RESPONDING TO the Punjab government’s contention that far cheaper versions of the tree-pruning machine were available in India than the one bought by the Mohali Municipal Corporation from a foreign manufacturer at a cost of Rs 1.8 crore, Mayor Kulwant Singh has said that then politicians and bureaucrats across the country should opt for Tata Nanos or Ambassadors.
“If the argument of the respondents holds, then all politicians and bureaucrats, serving the Union or state, are entitled to Indian make Tata Nano or Ambassador car whereas almost every official in the country is seen using a foreign make or a foreign-brand vehicle, with the argument that is being raised by the respondents, an enquiry should be marked as to why such officials do not use machines of Indian make,” he said in response to the government’s allegations against him of causing loss to the state exchequer.
Kulwant on Thursday told the Punjab and Haryana High Court that the government had no “authority to give directions to the MC (Muncipal Corporation) SAS Nagar” and the contract for the tree-pruning machine cannot be cancelled by it as the municipal corporation is independent from state control. “The MC SAS Nagar, Mohali, has already been entered into a contract by way of NIT with the supplier and now the fact the machine is lying at the doorstep in case the same is done will amount to breach of contract and the MC shall be liable to pay compensation as also damages to the supplier in case of any default,” said Kulwant in a written submission.
Responding to the government probe into his role in the alleged irregularities in the purchase of the tree-pruning machine, Kulwant has questioned the appointment of the Chief Vigilance Officer, who probed the case, saying there was no formal order for the appointment and the investigator was “in fact a private person”. He also said that the enquiry report had not been made available to him.
“The petitioner does not have the relevant documents to support this claim but submitted that if this court directs the respondents to bring on record the appointment orders of the CVO, it would transpire that till today no such order has been passed,” said Kulwant, adding that the entire allegation against him cannot be relied upon.
Stating that the 50 per cent amount of the machine paid to the contractor has been done in accordance with the terms and conditions mentioned in the tender, Kulwant denied that he has caused any loss either to the exchequer or corporation.

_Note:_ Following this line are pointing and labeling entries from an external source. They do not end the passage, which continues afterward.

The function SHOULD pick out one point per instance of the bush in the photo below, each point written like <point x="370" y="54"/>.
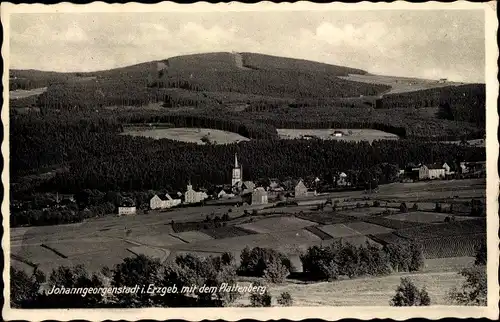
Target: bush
<point x="258" y="261"/>
<point x="474" y="290"/>
<point x="407" y="294"/>
<point x="481" y="254"/>
<point x="276" y="272"/>
<point x="260" y="300"/>
<point x="285" y="299"/>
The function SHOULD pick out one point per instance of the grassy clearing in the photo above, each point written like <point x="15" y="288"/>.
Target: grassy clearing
<point x="148" y="251"/>
<point x="277" y="224"/>
<point x="398" y="84"/>
<point x="364" y="228"/>
<point x="327" y="218"/>
<point x="192" y="236"/>
<point x="327" y="134"/>
<point x="158" y="240"/>
<point x="20" y="93"/>
<point x="192" y="135"/>
<point x="424" y="217"/>
<point x="363" y="291"/>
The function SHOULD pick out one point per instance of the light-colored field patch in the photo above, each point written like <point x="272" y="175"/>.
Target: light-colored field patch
<point x="288" y="242"/>
<point x="368" y="229"/>
<point x="157" y="240"/>
<point x="399" y="84"/>
<point x="149" y="251"/>
<point x="277" y="224"/>
<point x="328" y="134"/>
<point x="339" y="230"/>
<point x="375" y="291"/>
<point x="363" y="212"/>
<point x="193" y="135"/>
<point x="21" y="93"/>
<point x="74" y="248"/>
<point x="424" y="217"/>
<point x="192" y="236"/>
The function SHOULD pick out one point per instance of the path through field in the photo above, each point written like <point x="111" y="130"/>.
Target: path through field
<point x="363" y="291"/>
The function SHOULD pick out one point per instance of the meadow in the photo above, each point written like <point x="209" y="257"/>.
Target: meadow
<point x="355" y="135"/>
<point x="192" y="135"/>
<point x="399" y="84"/>
<point x="105" y="241"/>
<point x="22" y="93"/>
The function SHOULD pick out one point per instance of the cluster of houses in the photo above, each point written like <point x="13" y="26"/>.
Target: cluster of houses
<point x="441" y="170"/>
<point x="259" y="194"/>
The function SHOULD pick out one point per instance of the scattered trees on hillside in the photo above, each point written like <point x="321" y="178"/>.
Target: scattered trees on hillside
<point x="407" y="294"/>
<point x="329" y="262"/>
<point x="265" y="262"/>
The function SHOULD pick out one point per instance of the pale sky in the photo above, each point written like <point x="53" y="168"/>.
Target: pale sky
<point x="427" y="44"/>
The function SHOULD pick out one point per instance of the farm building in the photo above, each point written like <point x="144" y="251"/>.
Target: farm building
<point x="432" y="171"/>
<point x="342" y="181"/>
<point x="237" y="172"/>
<point x="127" y="208"/>
<point x="163" y="202"/>
<point x="302" y="191"/>
<point x="259" y="196"/>
<point x="192" y="196"/>
<point x="447" y="169"/>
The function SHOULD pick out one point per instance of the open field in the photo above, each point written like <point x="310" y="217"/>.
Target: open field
<point x="20" y="93"/>
<point x="192" y="135"/>
<point x="442" y="247"/>
<point x="398" y="84"/>
<point x="424" y="217"/>
<point x="277" y="224"/>
<point x="327" y="134"/>
<point x="149" y="251"/>
<point x="107" y="240"/>
<point x="192" y="236"/>
<point x="376" y="291"/>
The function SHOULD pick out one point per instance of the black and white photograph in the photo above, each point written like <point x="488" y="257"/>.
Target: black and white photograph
<point x="230" y="156"/>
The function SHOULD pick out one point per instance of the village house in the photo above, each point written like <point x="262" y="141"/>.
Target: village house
<point x="223" y="194"/>
<point x="127" y="207"/>
<point x="342" y="181"/>
<point x="237" y="176"/>
<point x="338" y="133"/>
<point x="259" y="196"/>
<point x="302" y="191"/>
<point x="192" y="196"/>
<point x="163" y="202"/>
<point x="432" y="171"/>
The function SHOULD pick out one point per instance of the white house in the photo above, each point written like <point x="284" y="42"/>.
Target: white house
<point x="431" y="172"/>
<point x="447" y="169"/>
<point x="342" y="181"/>
<point x="259" y="196"/>
<point x="192" y="196"/>
<point x="302" y="191"/>
<point x="163" y="202"/>
<point x="127" y="210"/>
<point x="224" y="195"/>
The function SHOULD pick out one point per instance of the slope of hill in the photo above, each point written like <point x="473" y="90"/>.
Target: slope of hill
<point x="268" y="62"/>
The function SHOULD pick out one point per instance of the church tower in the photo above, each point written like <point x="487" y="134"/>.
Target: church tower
<point x="237" y="173"/>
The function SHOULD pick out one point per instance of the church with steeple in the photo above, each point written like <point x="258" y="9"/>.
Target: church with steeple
<point x="237" y="178"/>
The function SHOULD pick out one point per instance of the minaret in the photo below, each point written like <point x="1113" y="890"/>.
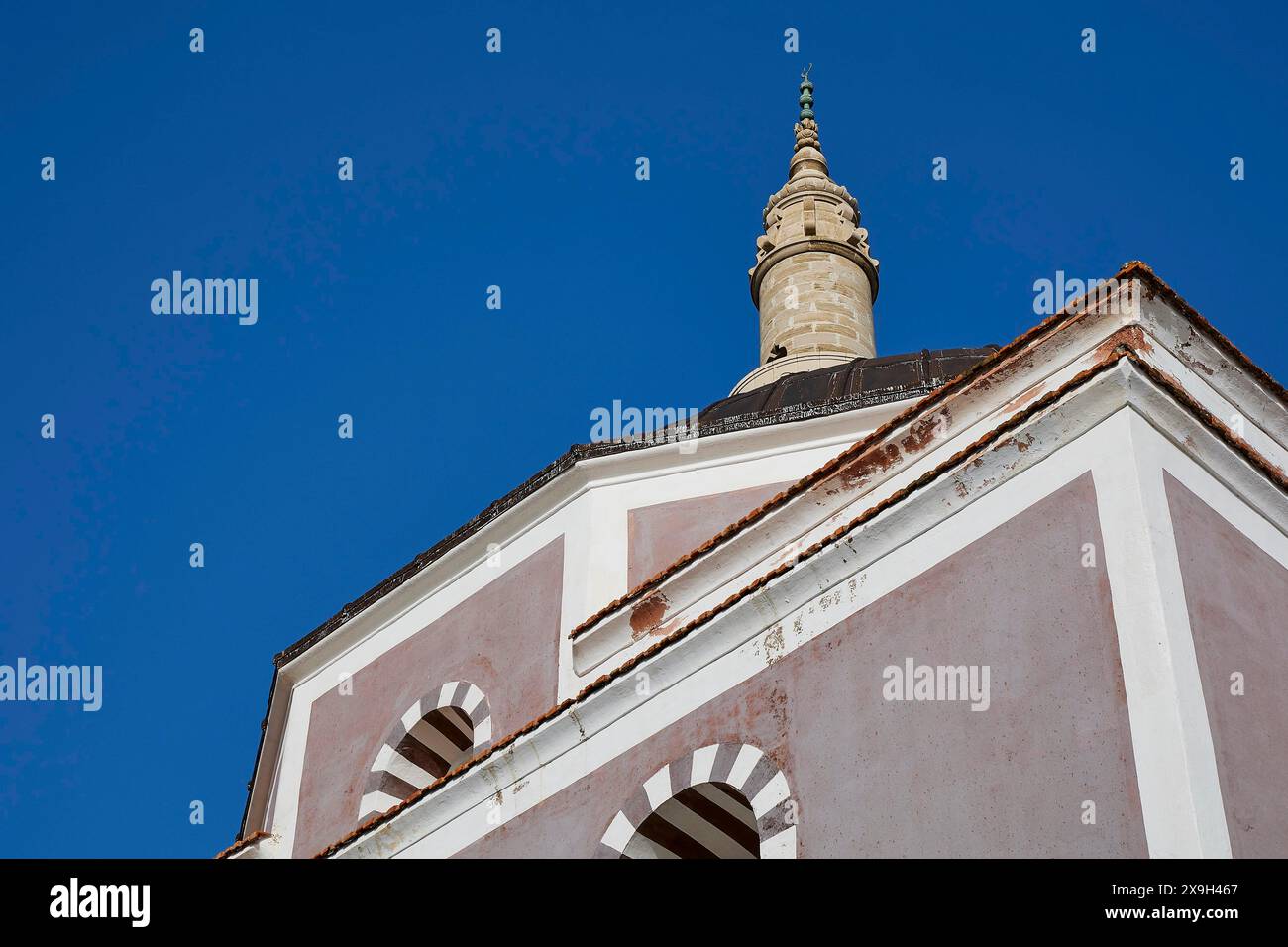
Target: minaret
<point x="814" y="279"/>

He added that the machine is standing on the premises of the supplier at Derabassi and there have been repeated requests from them to fulfil the terms of the contract.
Kulwant has said that there was no “predetermined decision” on the purchase of the machine and the estimate was prepared by the engineering wing of the MC as per rules and he had no information as to how the CVO arrived at the conclusion that machines available in India were of lesser value and what machines were compared with the one bought by the MC.
The mayor further stated that “at no stage did the then commissioner or his successor give any dissenting note or objection to the resolution passed by the House”, adding he had no role in asking the commissioner to delay the process. “Regarding the averment that the same documents were submitted by both the bidders, it is submitted that the petitioner has no role to play in the same nor has he any control over it.”
The High Court is hearing a plea filed by Kulwant against the show cause notice issued to him by the state government as part of the process of his suspension as councillor. The mayor was show caused for buying the machine at inflated prices that resulted in a loss to the exchequer. Kulwant said the amount of Rs 1.80 crore included the price for the tree-pruning machine as well as accessories and the machine was “in fact the machine used by all the developed and first world countries wherein minimum labour is required”.